Parkinson’s disease refers to a progressive disorder of the brain, which causes tremors, walking difficulties and problems of body coordination and movement. The disease affects both men and women especially those who are fifty years and over. However, cases have been cited of younger adults suffering from the disease also called juvenile-onset Parkinson’s disease. Parkinson’s disease is among the most common disorders of the nervous system among the elderly population. The disease develops slowly and gradually without its effects being felt during the early stages. Almost one million people in the United States have Parkinson’s disease and close to five million people worldwide. Many people are at risk of getting the disease. However, age is the largest factor as it heightens rate of increase of the disease mostly in people of sixty years of age and above. Men are also at a higher risk than women are, almost 1.5-2 times the rate of risk between the two sexes.

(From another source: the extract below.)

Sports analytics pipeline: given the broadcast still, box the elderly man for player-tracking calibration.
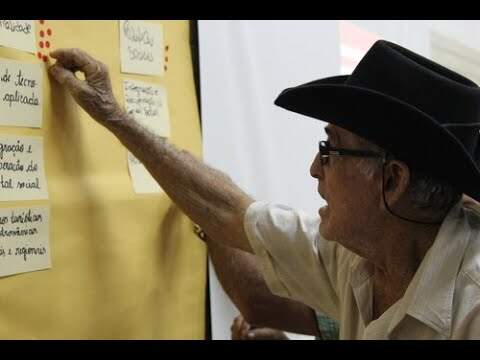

Family history also increases the risk for few of the victims (Weiner et al., 2001). Exposure to toxins in the environment like herbicides, other illnesses and trauma on the head are likely to increase chances of sickness. These chemicals are shown to be high risk factors in the genes of an individual causing gene alteration and mutation. The condition is diagnosed during its early stages with specialized treatment done when the disease is established to improve the living conditions of the person as the disease has no known cure. Over the years, research and studies have been conducted to find the cause, implications of genes on the disease, impact of the environment on the disease and the use of therapy to maintain the disease. This research has a profound impact on the medical field and helps to distinguish the disease from illnesses with similar symptoms and effects. The patients can now have a “normal” life with the help of therapy, optional surgery and family support. It is also important for people who are at a high risk of contracting the disease to have tests carried out earlier to prevent the serious effects that occur later in life.

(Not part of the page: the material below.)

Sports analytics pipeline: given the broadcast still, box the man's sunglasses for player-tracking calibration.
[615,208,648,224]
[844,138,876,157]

Parkinson’s disease is caused when the substance that acts as the messenger between the substantia nigra and the corpus striatam, called dopamine, is reduced or completely lost in the system. The loss of dopamine occurs when the dopamine producing cells are lost inside the substantia nigra. When the rate of losing dopamine is high, the movement of the body is greatly impaired. Low levels of dopamine cause the state of communication of the substantia nigra and the corpus striatum to become ineffective (Factor, 2008). The other cells in the brain also begin to degenerating slowly also contributing to the symptoms related to the loss of movement and motor capabilities. Cell damage like that of dopamine-producing cells is attributed to various factors such as inflammation, a variety of cellular processes that are dysfunctional and impact of stress on an individual. People with the disease also have Lewy bodies that have a protein called alpha-synuclein. Its functions in relation to Parkinson’s disease has neither been proven nor known. Health specialists and researchers have suspected the loss of dopamine to be caused by both environmental factors and genetics.

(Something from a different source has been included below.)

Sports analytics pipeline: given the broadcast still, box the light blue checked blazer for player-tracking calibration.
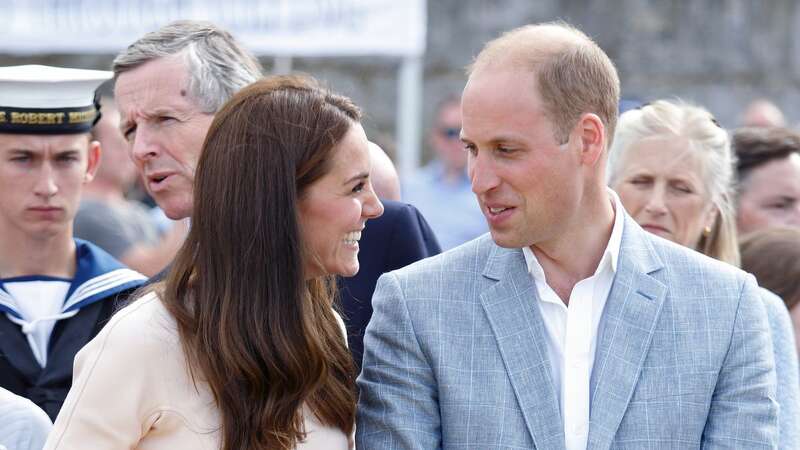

Some genes are associated with Parkinson’s disease and the five definite genes include SNCA (synuclein, alpha non-A4 component of amyloid precursor), PARK2 (Parkinson’s disease autosomal recessive, juvenile 2), PERK7 (Parkinson’s disease autosomal recessive, early onset 7), PINK1 (PTEN-induced putative kinase 1) and LRRK2 (leucine-rich repeat kinase 2) (Sietske 2010). SNCA produces alpha-synuclein a protein that is aggregated into Lewy bodies at the beginning of Parkinson’s disease. PARK2 gene mutations occur in persons with juvenile Parkinson’s disease. PARK2 is responsible for the formation of Parkin that aids cells in breaking down and recycling proteins. PARK7 makes the protein called DJ-1 that helps in the protection of oxidative stress. Its mutations are spotted in the early stages of the disease. PINK1 mutation is also found in the beginning of the disease. LRRK2 mutations are found at the later stages of the disease, and the genes make a protein referred to as dardarin. Other genes and chromosomal regions that are linked to the disease are GBA (glucosidase beta acid), UCHL1 (ubiquitin carboxyl-terminal esterase L1) and SNCAIP (synuclein alpha interacting hormone) (Sietske, 2010).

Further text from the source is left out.